The Johannesburg metro police department is unaware of allegations that some officers have been demanding bribes from inner city hawkers.

The Johannesburg metro police department is unaware of allegations that some officers have been demanding bribes from inner city hawkers, it said on Monday.

"There is internal affairs who investigates alleged corruption, if there is any such corruption," Chief Superintendent Wayne Minnaar said.

"A formal complaint should be lodged so that it can be investigated."

The Workers and Socialist Party on Monday said metro officers were demanding bribes from the street traders.

"The Johannesburg metro police have been demanding bribes of R5000 a week from the street traders," party spokesman Weizmann Hamilton told hawkers marching in the Johannesburg CBD.

Minnaar said if there was any truth to the allegations those corrupt officers would be dismissed.

"The JMPD does not tolerate corruption," he said.
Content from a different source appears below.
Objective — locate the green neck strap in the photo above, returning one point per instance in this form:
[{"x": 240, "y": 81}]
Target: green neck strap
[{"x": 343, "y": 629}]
Hamilton said the JMPD had also been assaulting hawkers and confiscating their stock.

"The City of Johannesburg through the JMPD have detained some of the hawkers in the council offices, accusing them of being foreigners."

Minnaar said some hawkers ran away when officers approached them, leaving their goods behind.

"What the officers do is impound the goods. Under normal circumstances a receipt is given to the hawker, but when they run away there is no one to give the receipt to and therefore they need to go to the pound to retrieve those goods," he said.

The hawkers met in the Johannesburg CBD on Monday for a march to the mayor's office to hand over a memorandum. The city has been conducting a process to register all legal traders on the streets.

The process was started after it was found there were discrepancies between the allocated stalls on the city's database and the number of stalls that counted on the streets.

It was found that several traders were being allocated smaller areas, and that this was creating overcrowding. In addition some stands were being traded and leased illegally.

The process was initially meant to focus on seven streets, but it was later agreed to extend it to 17 streets.

The SA Informal Trader's Forum (SAITF) announced plans on Sunday to take the city to court over the removal of informal traders in the CBD. SAITF said the court action followed weeks of speaking to the city in order to find solutions to the evictions of traders.

SAITF said it participated in meetings with the city at which it was decided that a verification process be done at the beginning of November, with the relocation of traders from November 11.

The Workers and Socialist Party, SAITF, the One Voice Hawkers Association, and the African Traders Committee, would take legal action through the Socio-Economic Rights Institute.

They had already served letters of demand on Johannesburg mayor Parks Tau and various other officials, giving them until Monday to respond.